Molecular Epidemiology of 16S rRNA Methyltransferase in Carbapenem-Resistant Enterobacterales: Insights from Nanjing Hospital
Introduction
Table of Contents
Recent data from CHINET indicate that the isolation rate of carbapenem-resistant Enterobacterales (CRE) in China remains high. Notably, the resistance rate of Klebsiella to carbapenems is between 21.7% and 23.1%. This high resistance poses risks as CRE infections often result in severe clinical outcomes and increased mortality. CRE has been classified as one of the three most urgent antimicrobial resistance threats. However, Escherichia coli, Enterobacter cloacae, and other Enterobacteriaceae show high sensitivity to aztreonam-avibactam, amikacin, colistin, polycolistin B, and tigecycline, with sensitivity rates ranging from 87.1% to 95.5%.
Recommended treatments for CRE infection include aminoglycosides, tigecycline, colistin, and ceftazidime-avibactam (avycaz), used alone or in combination. Research indicates that combining aminoglycosides can enhance the effectiveness against CRE. Despite recent challenges from 16S rRNA methyltransferase (RMTase), which causes high-level aminoglycoside resistance, aminoglycosides still show effectiveness in clinical settings.

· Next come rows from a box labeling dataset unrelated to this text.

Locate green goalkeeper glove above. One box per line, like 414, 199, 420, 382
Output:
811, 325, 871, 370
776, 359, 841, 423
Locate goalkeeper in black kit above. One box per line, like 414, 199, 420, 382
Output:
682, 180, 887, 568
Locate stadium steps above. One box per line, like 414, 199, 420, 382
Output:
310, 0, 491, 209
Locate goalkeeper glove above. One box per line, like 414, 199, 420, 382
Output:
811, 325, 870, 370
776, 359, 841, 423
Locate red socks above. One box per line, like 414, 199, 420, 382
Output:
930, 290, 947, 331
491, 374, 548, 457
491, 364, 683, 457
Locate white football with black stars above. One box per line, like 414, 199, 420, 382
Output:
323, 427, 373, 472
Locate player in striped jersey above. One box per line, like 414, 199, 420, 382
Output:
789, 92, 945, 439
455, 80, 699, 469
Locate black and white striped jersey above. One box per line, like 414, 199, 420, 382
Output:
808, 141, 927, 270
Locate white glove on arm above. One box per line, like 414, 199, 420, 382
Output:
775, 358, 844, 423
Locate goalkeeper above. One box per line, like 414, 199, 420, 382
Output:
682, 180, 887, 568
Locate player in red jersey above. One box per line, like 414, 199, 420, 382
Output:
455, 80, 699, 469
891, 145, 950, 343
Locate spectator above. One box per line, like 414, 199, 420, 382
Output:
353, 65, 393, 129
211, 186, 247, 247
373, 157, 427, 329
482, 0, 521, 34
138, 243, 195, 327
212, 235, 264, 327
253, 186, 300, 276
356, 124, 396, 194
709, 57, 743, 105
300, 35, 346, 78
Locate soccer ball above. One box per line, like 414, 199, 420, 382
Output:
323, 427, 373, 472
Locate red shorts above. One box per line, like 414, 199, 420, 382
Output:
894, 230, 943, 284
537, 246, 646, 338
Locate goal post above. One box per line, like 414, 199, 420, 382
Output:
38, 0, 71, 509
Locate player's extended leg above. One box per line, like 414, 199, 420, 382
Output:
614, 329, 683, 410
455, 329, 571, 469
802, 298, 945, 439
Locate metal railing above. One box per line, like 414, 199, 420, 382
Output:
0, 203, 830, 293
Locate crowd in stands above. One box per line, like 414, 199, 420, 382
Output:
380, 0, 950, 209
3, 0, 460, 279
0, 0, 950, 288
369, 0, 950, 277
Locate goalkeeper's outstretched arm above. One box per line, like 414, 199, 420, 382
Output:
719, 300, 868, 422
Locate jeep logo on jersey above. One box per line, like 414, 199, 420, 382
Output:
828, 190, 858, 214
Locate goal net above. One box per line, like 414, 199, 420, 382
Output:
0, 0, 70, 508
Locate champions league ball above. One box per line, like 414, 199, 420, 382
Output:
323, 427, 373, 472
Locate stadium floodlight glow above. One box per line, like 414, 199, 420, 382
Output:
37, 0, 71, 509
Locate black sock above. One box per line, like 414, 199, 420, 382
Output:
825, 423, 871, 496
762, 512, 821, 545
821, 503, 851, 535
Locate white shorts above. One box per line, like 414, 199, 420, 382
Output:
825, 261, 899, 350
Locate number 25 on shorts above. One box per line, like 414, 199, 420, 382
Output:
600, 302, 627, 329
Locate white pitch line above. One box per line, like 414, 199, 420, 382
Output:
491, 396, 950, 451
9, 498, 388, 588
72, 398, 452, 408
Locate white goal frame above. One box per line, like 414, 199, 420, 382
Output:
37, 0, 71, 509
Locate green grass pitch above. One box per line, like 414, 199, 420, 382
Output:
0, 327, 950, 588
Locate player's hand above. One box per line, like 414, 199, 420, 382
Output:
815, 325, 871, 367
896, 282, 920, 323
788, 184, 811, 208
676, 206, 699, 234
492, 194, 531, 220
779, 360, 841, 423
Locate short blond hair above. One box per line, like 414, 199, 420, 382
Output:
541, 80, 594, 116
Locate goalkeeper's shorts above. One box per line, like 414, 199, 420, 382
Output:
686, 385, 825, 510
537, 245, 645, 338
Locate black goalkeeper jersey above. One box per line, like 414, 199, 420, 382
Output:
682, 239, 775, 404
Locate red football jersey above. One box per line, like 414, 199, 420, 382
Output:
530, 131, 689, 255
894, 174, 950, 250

This study investigates the molecular epidemiology of 16S rRNA methyltransferase genes in CRE strains from a Nanjing hospital. The goal is to understand the prevalence of these genes and assist clinicians in using antibiotics effectively and safely.
Materials and Methods
Species Identification and Antimicrobial Susceptibility Testing
The study included 180 unique carbapenem-resistant Enterobacterales isolates collected from Nanjing Pukou People’s Hospital between January 2020 and December 2022. All isolates were identified using MALDI-TOF MS. The susceptibility of these CRE isolates to antibiotics was tested using the VITEK-2 COMPACT system. CRE was defined as strains resistant to imipenem or meropenem, with a minimum inhibitory concentration (MIC) of 4 µg/mL. The presence of carbapenemase genes (KPC, NDM, OXA, IMP, VIM) was confirmed through PCR testing.

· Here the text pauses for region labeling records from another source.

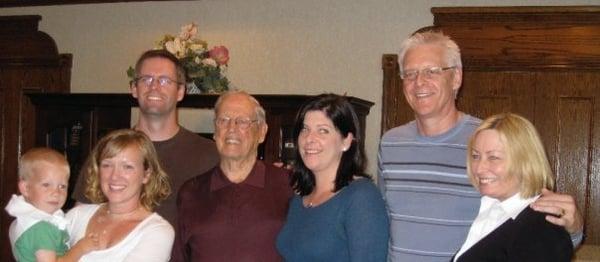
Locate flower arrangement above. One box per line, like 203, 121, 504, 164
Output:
127, 23, 229, 94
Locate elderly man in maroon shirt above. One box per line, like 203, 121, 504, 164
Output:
172, 91, 292, 261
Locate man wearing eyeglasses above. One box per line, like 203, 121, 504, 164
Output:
378, 31, 583, 261
73, 50, 219, 227
171, 91, 292, 261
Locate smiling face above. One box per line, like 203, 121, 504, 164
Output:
403, 44, 462, 118
19, 161, 69, 214
131, 57, 185, 116
470, 129, 520, 201
214, 93, 267, 162
298, 110, 353, 177
99, 145, 150, 209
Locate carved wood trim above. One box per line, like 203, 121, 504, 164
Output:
431, 6, 600, 71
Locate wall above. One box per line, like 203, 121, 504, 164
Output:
0, 0, 600, 174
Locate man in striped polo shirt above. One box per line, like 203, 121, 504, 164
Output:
378, 31, 583, 261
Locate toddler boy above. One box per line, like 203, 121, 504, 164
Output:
5, 148, 98, 261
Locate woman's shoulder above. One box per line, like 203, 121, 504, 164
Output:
348, 177, 379, 192
66, 204, 100, 219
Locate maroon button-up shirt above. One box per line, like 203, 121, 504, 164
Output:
171, 161, 292, 261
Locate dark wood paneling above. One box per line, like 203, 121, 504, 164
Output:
382, 6, 600, 248
0, 16, 71, 261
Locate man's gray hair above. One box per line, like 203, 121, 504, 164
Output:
398, 30, 462, 72
215, 90, 266, 123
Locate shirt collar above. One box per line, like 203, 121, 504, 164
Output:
5, 195, 68, 231
479, 193, 540, 219
210, 160, 266, 192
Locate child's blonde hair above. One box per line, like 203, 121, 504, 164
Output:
19, 147, 70, 181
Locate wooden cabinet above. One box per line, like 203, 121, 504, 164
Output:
29, 94, 373, 206
382, 6, 600, 248
0, 16, 71, 261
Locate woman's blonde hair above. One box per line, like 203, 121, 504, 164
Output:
467, 113, 554, 198
83, 129, 171, 211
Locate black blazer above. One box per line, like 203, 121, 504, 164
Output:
451, 207, 573, 262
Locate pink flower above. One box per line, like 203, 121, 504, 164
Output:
179, 23, 198, 41
208, 45, 229, 65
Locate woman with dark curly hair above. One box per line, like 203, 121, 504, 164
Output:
277, 94, 389, 261
67, 129, 174, 261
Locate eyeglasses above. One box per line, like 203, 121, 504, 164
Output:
135, 76, 179, 87
400, 66, 456, 81
215, 116, 258, 130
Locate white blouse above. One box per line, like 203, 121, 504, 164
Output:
67, 205, 175, 262
454, 193, 540, 261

Detection of Drug Resistance Genes
DNA was extracted by boiling bacterial colonies in sterile distilled water. Single PCR was used to analyze for carbapenemase genes (blaKPC, blaIMP, blaVIM, blaNDM, blaOXA-48) and 16S rRNA methylase genes (armA, rmtA, rmtB, npmA, rmtC, rmtD) using specific primers. The PCR products underwent agarose gel electrophoresis for analysis.
Statistical Analysis of Data
Data were analyzed using WHONET 5.6 and SPSS software (version 22.0). Chi-square tests assessed the relationship between different groups of CRE isolates.
Results
General Characteristics of CRE Isolates
A total of 180 CRE strains were identified. Among these, K. pneumoniae made up 50.1% (91/180), followed by E. coli (30.6%), E. cloacae (7.2%), P. mirabilis (5.6%), S. marcescens (3.3%), C. freundii (1.7%), and K. aerogenes (1.1%). The majority of strains were isolated from sputum (47.22%), followed by urine (30.00%) and bronchoalveolar lavage fluid (14.44%).

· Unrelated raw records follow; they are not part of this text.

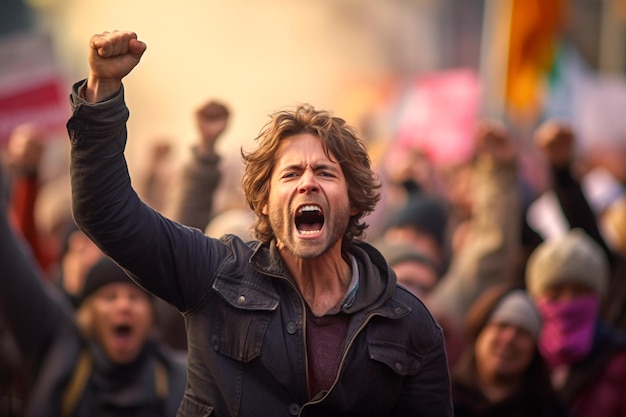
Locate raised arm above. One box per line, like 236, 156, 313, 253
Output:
67, 32, 227, 311
533, 120, 614, 258
429, 121, 521, 322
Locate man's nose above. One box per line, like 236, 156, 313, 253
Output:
298, 169, 319, 194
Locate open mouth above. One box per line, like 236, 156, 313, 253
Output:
113, 324, 133, 339
296, 204, 324, 236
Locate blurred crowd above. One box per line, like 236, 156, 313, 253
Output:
0, 88, 626, 417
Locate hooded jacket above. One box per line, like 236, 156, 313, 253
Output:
68, 79, 452, 417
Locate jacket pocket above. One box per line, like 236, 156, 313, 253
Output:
368, 340, 422, 376
211, 276, 278, 362
176, 395, 213, 417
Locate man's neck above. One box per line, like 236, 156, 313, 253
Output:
281, 247, 352, 316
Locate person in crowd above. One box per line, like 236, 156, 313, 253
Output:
169, 100, 230, 230
526, 229, 626, 417
149, 100, 232, 351
528, 119, 626, 329
452, 284, 569, 417
3, 123, 52, 272
429, 120, 522, 325
382, 191, 448, 272
68, 31, 452, 417
0, 163, 186, 417
52, 221, 102, 308
374, 239, 439, 305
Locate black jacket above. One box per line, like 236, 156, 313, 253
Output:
68, 79, 452, 417
0, 189, 186, 417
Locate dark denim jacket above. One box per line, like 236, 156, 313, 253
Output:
68, 79, 452, 417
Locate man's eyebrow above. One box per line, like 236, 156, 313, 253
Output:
278, 162, 340, 171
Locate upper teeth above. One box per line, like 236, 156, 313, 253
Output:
300, 206, 321, 213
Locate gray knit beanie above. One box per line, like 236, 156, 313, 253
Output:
526, 229, 609, 297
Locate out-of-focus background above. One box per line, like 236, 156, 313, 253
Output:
0, 0, 626, 182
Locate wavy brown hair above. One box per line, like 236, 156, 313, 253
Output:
241, 104, 381, 248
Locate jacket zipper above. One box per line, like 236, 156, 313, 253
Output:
298, 310, 382, 416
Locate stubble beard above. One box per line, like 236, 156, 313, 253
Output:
268, 201, 350, 259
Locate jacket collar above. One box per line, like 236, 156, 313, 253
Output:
250, 240, 396, 313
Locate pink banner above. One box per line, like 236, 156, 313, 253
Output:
391, 69, 479, 164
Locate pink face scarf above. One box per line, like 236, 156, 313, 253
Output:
537, 294, 600, 368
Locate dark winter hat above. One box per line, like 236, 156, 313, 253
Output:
387, 194, 448, 246
81, 256, 136, 303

Prevalence of Genes in CRE
PCR analysis revealed that 63.3% (114/180) of CRE isolates carried at least one 16S rRNA methylase gene. The most common was rmtB, detected in 80 strains. The carbapenemase genes were found in 175 out of 180 CRE strains. blaKPC was present in 115 strains, while blaNDM appeared in 43 strains.
Antibiotic Susceptibilities of CRE
Of the 180 CRE isolates, 158 (87.8%) showed resistance to at least one aminoglycoside. Resistance rates were high for gentamicin (85.0%), tobramycin (82.8%), and amikacin (54.4%). CRE strains positive for 16S rRNA methylase genes were more resistant to certain drugs compared to negative isolates but showed increased sensitivity to trimethoprim-sulfamethoxazole, tetracycline, and minocycline.
Discussion
Carbapenems are essential for treating multi-drug-resistant gram-negative infections. Despite their importance, CRE strains are emerging globally. Patients with CRE infections have a higher risk of mortality. Combining tigecycline with aminoglycosides shows promise as an effective treatment strategy, although the presence of 16S rRNA methylases presents challenges due to their role in aminoglycoside resistance.
Conclusion
The positive rate of the 16S rRNA methyltransferase gene among CRE strains in this study was 63.3%, predominantly with the rmtB genotype. These strains often also carried the blaKPC carbapenemase genes. Monitoring the prevalence of 16S rRNA methyltransferase genes is crucial for understanding drug resistance patterns and guiding appropriate antibiotic use in clinical practice.